That doesn’t stop Harley and the other characters from talking about the Joker constantly. It gives Birds of Prey a weird, vaguely Poochie-esque energy, where the people we’re watching are constantly talking about some dude who’s not even in the movie. His absence doubly hurts the film because it feels like Harley’s transformation from the manipulated underling to independent woman would mean a lot more emotionally if it directly involved the guy who she’s so hung up on and desperately needs to break free from.
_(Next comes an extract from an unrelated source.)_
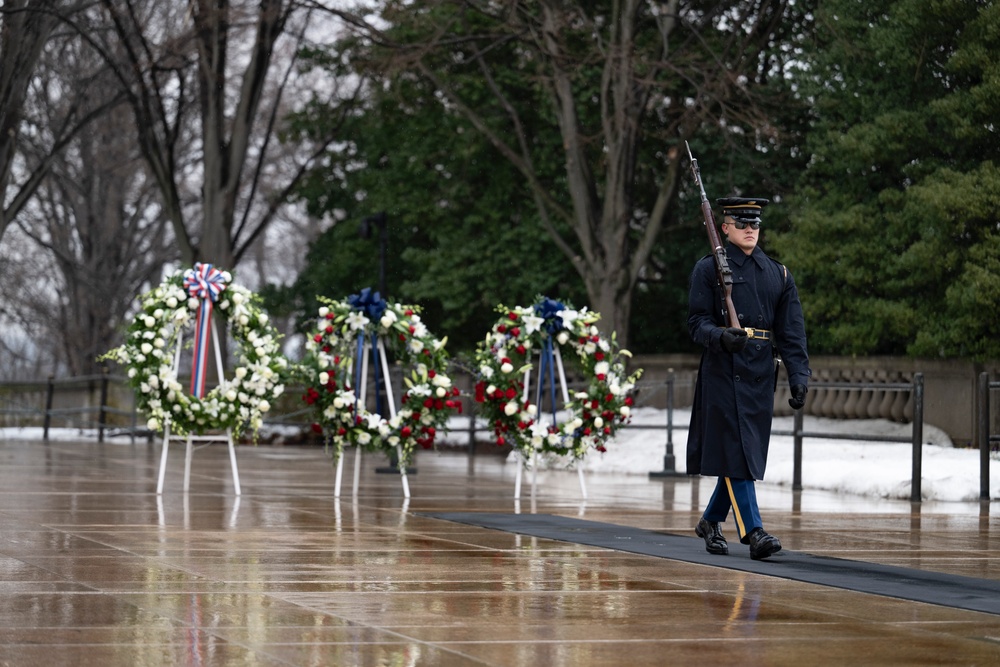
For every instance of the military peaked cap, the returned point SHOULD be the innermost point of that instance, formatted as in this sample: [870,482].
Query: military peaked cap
[744,209]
Alas, the complexities of cinematic universes (and, I suspect, the appearance of a totally different Joker in a totally different cinematic universe in an enormously popular film last fall) keep the character away from Birds ofPrey, and keeps Birds of Prey from becoming the deeply satisfying comic-book thriller it might have been. At least Leto’s replacement as Gotham City criminal mastermind, Black Mask, is played by Ewan McGregor in an amusingly off-kilter performance that fluctuates between outright comedy and genuine menace. Harley has angered Black Mask — along with most of the Gotham underworld — and with her and the Joker on the skids, she’s no longer shielded from their wrath.

Black Mask is targeting all sorts of women throughout Gotham City. He’s looking for a young orphan named Cassandra Cain (Ella Jay Basco) who’s stolen a diamond he wants. He’s also searching for the vigilante known as the “Crossbow Killer,” who’s bumping off some of his goons. (Comics fans will know he’s really looking for another DC hero known as Huntress, played by Mary Elizabeth Winstead). Black Mask is also fixated on a singer at his nightclub known as Black Canary (Jurnee Smollett-Bell), who’s got a literal “killer voice.” And all of these characters are wanted for one reason or another by dogged Gotham detective Renee Montoya (Rosie Perez).
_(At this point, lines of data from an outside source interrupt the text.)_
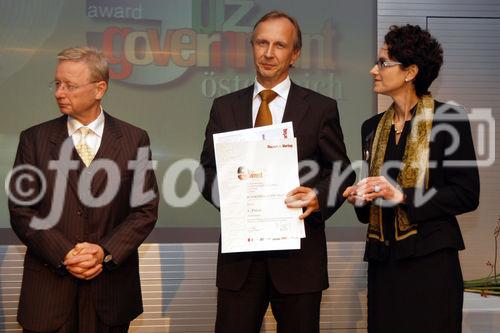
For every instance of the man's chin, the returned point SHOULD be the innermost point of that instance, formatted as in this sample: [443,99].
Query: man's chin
[64,109]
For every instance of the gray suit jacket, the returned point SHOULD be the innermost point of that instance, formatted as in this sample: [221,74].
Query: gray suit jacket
[319,139]
[48,292]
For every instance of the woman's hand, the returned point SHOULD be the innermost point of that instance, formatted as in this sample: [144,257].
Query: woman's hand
[372,188]
[351,194]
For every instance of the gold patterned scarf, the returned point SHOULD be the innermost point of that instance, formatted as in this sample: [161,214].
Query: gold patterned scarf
[415,165]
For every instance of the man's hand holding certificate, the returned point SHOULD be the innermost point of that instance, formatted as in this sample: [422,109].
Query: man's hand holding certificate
[256,169]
While it’s called Birds of Prey — technically the full title is Birds of Prey and the Fantabulous Emancipation of One Harley Quinn — this movie often feels more like an adaptation of a DC Comics-themed energy drink than a faithful big-screen version of the long-running series of the same name. Director Cathy Yan and writer Christina Hodson’s creation is manic in the extreme. It constantly jumps around in its timeline, peppers dialogue scenes (even ones she’s not in) with Harley’s snarky voiceover, and races from one fight and needle drop to the next. (So many needle drops.) It’s never boring, because not one single second is permitted to pass without some kind of quip or gag or stunt.

At a certain point, the over-caffeinated vibe wore me out, but there are highlights along the way. Winstead’s Huntress has a tragic backstory, but in the present she’s mostly treated as the team’s fish-out-of-water comic relief, an odd tension that works surprisingly well. Several of the action sequences are cleverly choreographed to let Harley’s anarchic personality shine through her wild kicks and flips. (There’s also a unique car chase involving Harley’s roller derby skates.) I’m also not sure I’ve ever seen the “hero” of a comic-book movie use cocaine to amp themselves up for a big fight, so it’s got that going for it.

Novelty goes a long way in this world, and Birds of Prey has a fair amount, along with plenty of punk-rock attitude. I do wish it had a bit more interest in its characters — and specifically Harley herself — since the movie is ostensibly about her emancipation from this awful guy. The story churns through subplot after subplot, but Harley doesn’t really resolve those issues so much as she forgets they existed in the first place. (Of course, it’s sort of tough to resolve those issues when the person who caused them is MIA.)

If Suicide Squad felt like Warner Bros.’ deliberate attempt to replicate the quirky fun of Guardians of the GalaxyBirds of Prey is its stab — and there is a lot of stabbing in it — at making DC’s Deadpool. In Harley Quinn, they found their own amoral, foul-mouthed, fourth-wall-breaking antihero who grows as a human being by protecting an innocent kid with the help of a makeshift team of misfits. Like Deadpool, Harley does learn a few lessons from her new friends, and even if Joker never shows up, she does sort of break free of his influence. She can’t quite quit the DCEU, though; she’ll be back in James Gunn’s The Suicide Squad in the summer of 2021. Maybe they can get the Joker to show up in that one.